When art gallery Karma dropped off the work of artist Dike Blair earlier this week at New York’s Space Studios, a debate ensued. “It’s so realistic that I questioned whether we should leave it out as the cleaners come through,” Abby Bangser, founder of art and design fair Object & Thing, tells AD PRO of the glass sculpture that looks exactly like a Windex bottle. Expectant visitors can however “rest assured” that the piece survived, she adds, thanks to the team’s decision to pack the work away until tomorrow, when Blair’s sculpture will join nearly 80 other works on display.

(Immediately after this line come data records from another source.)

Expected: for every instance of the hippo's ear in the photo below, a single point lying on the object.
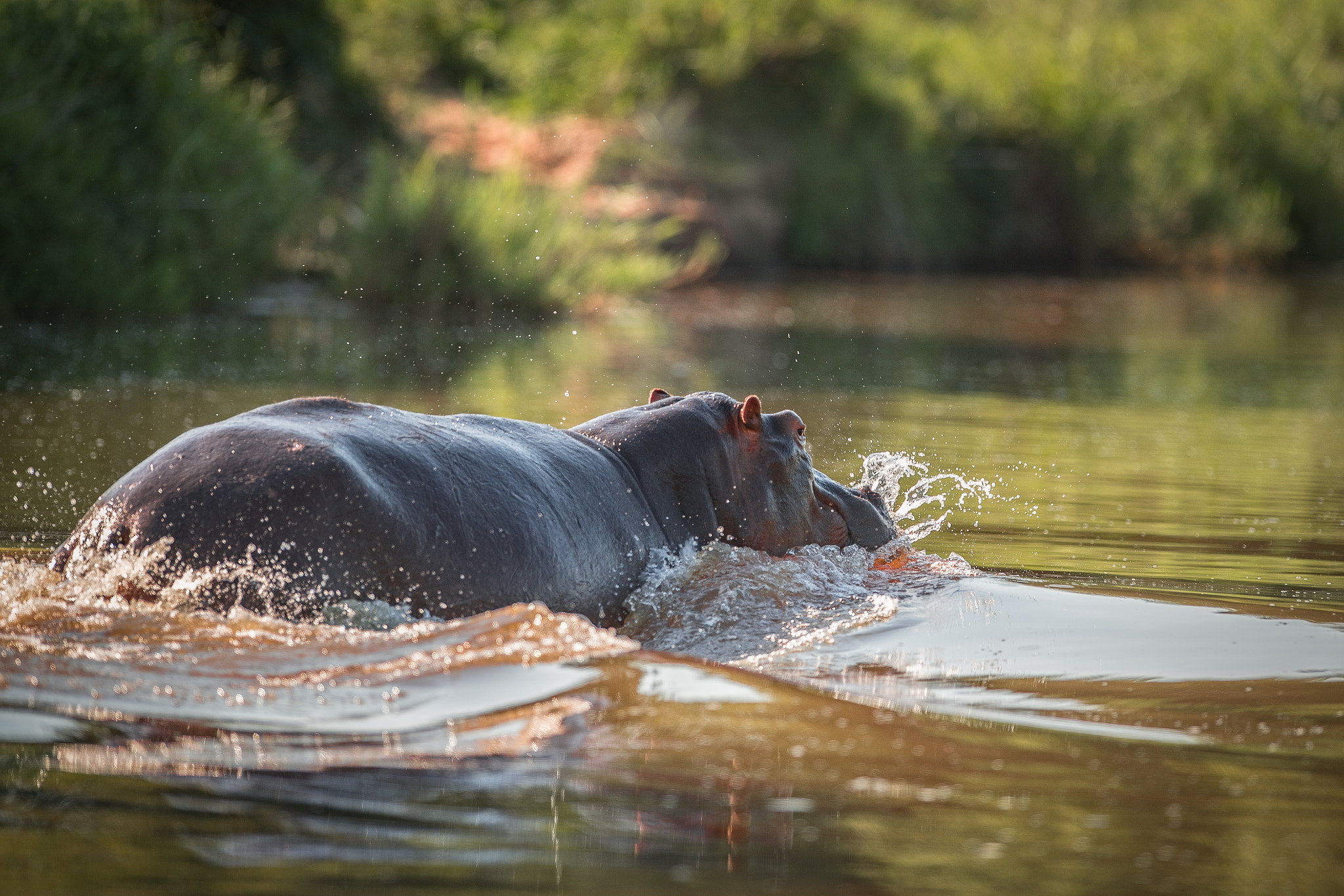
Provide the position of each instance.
(751, 413)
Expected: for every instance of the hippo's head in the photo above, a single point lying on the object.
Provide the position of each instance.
(715, 468)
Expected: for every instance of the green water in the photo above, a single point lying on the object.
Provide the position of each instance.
(1175, 443)
(1175, 436)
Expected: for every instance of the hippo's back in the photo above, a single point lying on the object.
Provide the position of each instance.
(299, 504)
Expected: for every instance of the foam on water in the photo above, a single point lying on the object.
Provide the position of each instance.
(736, 603)
(81, 648)
(109, 644)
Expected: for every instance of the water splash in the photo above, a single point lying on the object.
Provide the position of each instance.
(883, 472)
(737, 605)
(82, 648)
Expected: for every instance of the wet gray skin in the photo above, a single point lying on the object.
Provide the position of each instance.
(296, 506)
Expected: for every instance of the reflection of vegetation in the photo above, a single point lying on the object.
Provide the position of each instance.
(795, 794)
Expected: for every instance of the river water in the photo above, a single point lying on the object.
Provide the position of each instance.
(1106, 656)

Blair’s work epitomizes the beauty of the event’s collaborative effort. His sculptures, which often depict items brought to life from the American artist’s tableaus, are rarely shown at art fair settings such as Independent, where Object & Thing is set to pop up this weekend. “Object-based works often get lost from being presented, which is why we started this fair,” says Bangser. “When you go to studios, it’s there and important to the artist, but galleries rarely show them.”
Bangser and Rafael de Cárdenas, an AD100 architect and the fair’s artistic director, developed the section’s contributor list by reaching out to Independent’s exhibitors for object-based submissions. From there, the duo contacted design galleries, R & Company and Salon 94 among them, to layer in additional elements. “We are always looking at an equal balance of art and design and to present the works together without hierarchy or separation,” says de Cárdenas to AD PRO of the fair, which returns for its official second edition in May.
A sense of humor is woven throughout Object & Thing’s current effort, as Bangser points out during a tour of the showcase. Among the pieces seen are exaggerated human forms, such as the terra-cotta vases in the shape of a nose, a foot, and a tooth by BNAG, a firm founded by artist duo Oliver-Selim Boualam and Lukas Marstaller. Then there’s the work of British designer James Shaw, whose comedic style is more observational, giving a new perspective to familiar forms. “He developed this incredible tool that extrudes recycled plastics as though a bag of icing piping a cake,” de Cárdenas explains. The process takes shape in a whimsically hued and Baroque-inspired tableware set—tureen, candelabra, and jug included. “Normally, this would be an elegant, solid silver piece, and here it is in pastel plastic,” adds Bangser, as though offering a punch line.
But there’s beauty out there too. Similar to Blair’s work, a pair of lamps by Roy McMakin is like a canvas brought to life. “The bronze vases are so beautifully crafted, as though a scene in a Giorgio Morandi painting,” says Bangser. She continues on to Martin Puryear’s One-Handed Stools, which have been hand-painted in milk paint and produced in limited edition for the New Museum of Contemporary Art. Yet another striking set of designs, in a sea of impressive options.